Epilepsy is a common condition. It is estimated that 0.5% to 1% of the population have active epilepsy, while 1 in 26 people will develop it during their lifetime. It can appear at any age. However, it is more prevalent among children and adults over 60 years old.
The term "epilepsy" is often subject to various misconceptions. Epilepsy is a disorder characterised by the tendency to experience repeated, unprovoked seizures. Therefore, an isolated seizure isn't always a manifestation of epilepsy.
Epileptic seizures have a sudden onset, usually last seconds to minutes and subsequently resolve spontaneously on their own. Their frequency varies considerably among affected individuals. Without treatment, they may appear daily, monthly or less than once per year.

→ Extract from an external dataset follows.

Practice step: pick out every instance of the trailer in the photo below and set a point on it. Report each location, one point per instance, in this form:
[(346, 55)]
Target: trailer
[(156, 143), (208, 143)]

Seizures originate from the cortex of the brain (surface grey matter). During a seizure, the electrical activity of cortical neurons becomes excessively synchronized. This activity may start either from a small area of the cortex or diffusely from both hemispheres. In the former case, seizures are categorized as partial, while in the latter as generalised. Therefore, seizures can present with a variety of different clinical manifestations, depending on the part of the brain that is involved: convulsions, sensory symptoms, loss of consciousness, psychic symptoms, etc.
The underlying causes that lead to the apparent cortical hyperexcitability in epilepsy are revealed through medical investigations in about 50% to 60% of cases. The culprits are often stroke, space-occupying lesions, traumatic brain injury and lesions due to prolonged cerebral hypoxia. For the remaining 40% to 50%, causes remain elusive. These types of epilepsy often appear at a younger age and a significant proportion of them are considered to have a genetic contribution to their etiopathogenesis.
With currently available treatments, about 80% of people with epilepsy achieve control of their seizures. Duration of treatment varies: in many instances, medication is taken for a period of time and then successfully tapered without seizure recurrence; sometimes, treatment needs to be lifelong. Living with epilepsy however, means much more than having to take antiepileptic medication. For many people, the psychosocial impact of epilepsy leads to more issues than the seizures themselves.